Aslında biraz daha yakından inceleseler tıpkı kendileri gibi tipik insan davranışları sergilediğimizi kolaylıkla anlayabilirler. Ebeveyn ağaçlar olarak yavrularımızı nasıl özenle besleyip büyüttüğümüzü, onlarla sıkı bir iletişim halinde olduğumuzu, bu serüvende yavrularımızın farklı merhalelerden geçtiğini gözlemleyebilirler. Malum, yavrularımız bedenimizden tohum olarak düşüp filizlendikten sonra körpe fidanlar haline gelmeye başlarlar. Bu süreçte endişe duydukları pek çok durumla da karşı karşıya gelirler. Söz gelimi hemen yanı başımızdaki korulukta, ağaç kesme motorunu omuzlayanları, kaçak balta sallayanları gördüklerinde büyümek istemezler, sıranın her an kendilerine geleceğini düşünür, derin bir korkuya kapılırlar. Motor sesleri arasında komşu ağaçlar can havli ile yere yıkılırken; yerinden milim kıpırdayamadan, çaresizce seyirci kalırlar koca çınarların çöküşüne. O esnada sadece onlar değil büyük küçük her birimiz, dostlarımızın acı içerisinde çıkardıkları çatırtıyı duymamak için kulaklarımızı yapraklarımızla kapatmaya çalışırız. Fakat yine de duyarız o hazin çığlıkları. Hemen her canlı duyar zaten; etraftaki çiçekler, kuytudaki böcekler, kabukları içindeki salyangozlar, geyikler, ceylanlar, solucanlar, kurtlar, kuşlar, hatta taşlar, hepimiz duyarız. Bir tek eli motorlu, beli halatlı kanun dışı insan duymaz. Bir tek izmariti gelişi güzel savuran gamsız duymaz, bir de benzin bidonunu üzerimize döken vatan hainleri…

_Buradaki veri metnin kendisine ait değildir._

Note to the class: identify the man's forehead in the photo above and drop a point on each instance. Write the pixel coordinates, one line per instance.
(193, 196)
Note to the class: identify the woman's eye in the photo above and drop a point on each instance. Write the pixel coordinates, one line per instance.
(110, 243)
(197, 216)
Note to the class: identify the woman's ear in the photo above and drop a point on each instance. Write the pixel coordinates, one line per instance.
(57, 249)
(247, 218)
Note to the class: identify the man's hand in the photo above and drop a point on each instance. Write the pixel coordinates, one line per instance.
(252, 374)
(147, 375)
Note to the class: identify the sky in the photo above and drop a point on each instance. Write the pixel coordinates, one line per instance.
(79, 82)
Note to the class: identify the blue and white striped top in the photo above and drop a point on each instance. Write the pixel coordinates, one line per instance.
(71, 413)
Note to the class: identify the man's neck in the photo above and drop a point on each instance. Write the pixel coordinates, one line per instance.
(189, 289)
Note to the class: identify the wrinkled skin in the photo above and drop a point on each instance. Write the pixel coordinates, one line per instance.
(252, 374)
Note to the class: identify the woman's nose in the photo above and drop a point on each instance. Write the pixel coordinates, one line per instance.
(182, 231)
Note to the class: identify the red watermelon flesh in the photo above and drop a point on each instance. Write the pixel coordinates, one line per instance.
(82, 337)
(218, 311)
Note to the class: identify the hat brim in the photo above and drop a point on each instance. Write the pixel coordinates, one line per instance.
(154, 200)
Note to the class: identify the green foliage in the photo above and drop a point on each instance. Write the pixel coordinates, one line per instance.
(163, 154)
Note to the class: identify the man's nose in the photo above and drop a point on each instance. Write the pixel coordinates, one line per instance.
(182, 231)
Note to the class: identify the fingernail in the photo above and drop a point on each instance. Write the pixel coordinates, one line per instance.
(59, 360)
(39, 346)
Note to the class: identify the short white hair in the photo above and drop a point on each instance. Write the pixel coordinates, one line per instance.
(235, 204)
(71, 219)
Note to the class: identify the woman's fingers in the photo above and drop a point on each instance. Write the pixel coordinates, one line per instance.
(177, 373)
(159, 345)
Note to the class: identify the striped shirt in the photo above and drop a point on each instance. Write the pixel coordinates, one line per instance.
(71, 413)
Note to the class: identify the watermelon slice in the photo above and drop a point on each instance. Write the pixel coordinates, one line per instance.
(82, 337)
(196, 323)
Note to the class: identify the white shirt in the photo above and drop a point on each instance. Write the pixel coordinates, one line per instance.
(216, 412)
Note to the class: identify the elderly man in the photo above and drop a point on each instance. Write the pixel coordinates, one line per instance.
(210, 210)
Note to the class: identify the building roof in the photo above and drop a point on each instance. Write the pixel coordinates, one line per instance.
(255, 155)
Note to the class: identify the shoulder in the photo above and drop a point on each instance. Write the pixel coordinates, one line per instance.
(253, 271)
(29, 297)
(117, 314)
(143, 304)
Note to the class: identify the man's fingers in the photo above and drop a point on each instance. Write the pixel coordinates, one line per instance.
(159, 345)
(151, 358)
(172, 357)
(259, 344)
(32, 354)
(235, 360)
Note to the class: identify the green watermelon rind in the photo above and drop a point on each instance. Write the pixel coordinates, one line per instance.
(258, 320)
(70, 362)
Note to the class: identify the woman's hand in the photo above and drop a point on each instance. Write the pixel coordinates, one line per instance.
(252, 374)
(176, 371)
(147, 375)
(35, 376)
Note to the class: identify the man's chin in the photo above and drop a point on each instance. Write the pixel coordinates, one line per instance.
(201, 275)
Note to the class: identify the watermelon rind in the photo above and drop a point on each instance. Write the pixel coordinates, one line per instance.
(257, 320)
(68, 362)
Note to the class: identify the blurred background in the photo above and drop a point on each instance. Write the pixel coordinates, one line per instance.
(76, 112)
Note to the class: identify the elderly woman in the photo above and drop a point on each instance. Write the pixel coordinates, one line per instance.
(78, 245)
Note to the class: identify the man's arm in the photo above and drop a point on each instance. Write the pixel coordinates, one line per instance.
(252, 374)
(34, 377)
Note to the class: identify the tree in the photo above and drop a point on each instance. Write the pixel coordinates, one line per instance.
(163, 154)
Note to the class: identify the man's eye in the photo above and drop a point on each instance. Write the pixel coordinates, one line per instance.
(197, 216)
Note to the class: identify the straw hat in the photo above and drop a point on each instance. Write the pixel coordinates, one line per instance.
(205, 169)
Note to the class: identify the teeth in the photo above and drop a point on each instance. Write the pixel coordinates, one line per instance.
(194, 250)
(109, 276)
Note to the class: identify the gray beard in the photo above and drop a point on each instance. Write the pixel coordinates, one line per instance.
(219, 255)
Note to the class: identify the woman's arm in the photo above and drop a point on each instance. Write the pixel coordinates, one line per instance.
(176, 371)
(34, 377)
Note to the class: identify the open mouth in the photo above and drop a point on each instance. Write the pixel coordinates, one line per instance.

Biz yine de gözümüzün önünde cereyan eden bu zulümlere sabreder, bütün insanlığa, tabiat anamıza hak ettiği saygıyı göstermeye çalışırız. Görevlerimizi asla ihmal etmeyiz. Çünkü biliriz ki, bize ihtiyacı olan masum canlılar, emeğimizi takdir edenler, bizi yeşertip çoğaltmak için gayret edenler de vardır. Ve yine biliriz ki bilinçli, duyarlı kesimin nazarında biz ağaçlar ve ait olduğumuz ormanlar, görsel şölenden çok daha fazlasıyızdır; karbondioksiti indirgeyip havayı temizlediğimizi, toprağı bir arada tutup erozyonu önlediğimizi, özellikle yaz aylarında havayı serinletip enerji tasarrufu sağladığımızı, gürültüyü azalttığımızı, kurda kuşa yuva olduğumuzu, meyve, yemiş ikram ettiğimizi görür onlar. Gerçek birer doğa dostudurlar; yanımızdan uyur-gezer gibi geçip gitmez, bir selamı esirgemezler, eteklerimizdeki kır çiçeklerini asla ezmezler. Bizimle biraz daha fazla ilgilenenler ise yaklaşan tehlikelere karşı birbirimizi uyardığımızın, aramızda hasta veya acı çeken bireyler varsa gıdalarımızı onlarla paylaştığımızın idrakindedirler. Yaşımıza, duruşumuza, doğadaki görevlerimize derin hürmetleri vardır. Özellikle teknik bilgisi olanlar rengimizden, kokumuzdan, dokumuzdan, uzak-yakın mesafemizden, dik-eğri duruşumuzdan, komşularımızla iletişim biçimlerimizden derin manalar çıkarır, orman amenajman planlarını, silvikültür çalışmalarını bizden aldıkları mesajlara göre düzenlerler. Onlar bize, biz onlara müteşekkirizdir.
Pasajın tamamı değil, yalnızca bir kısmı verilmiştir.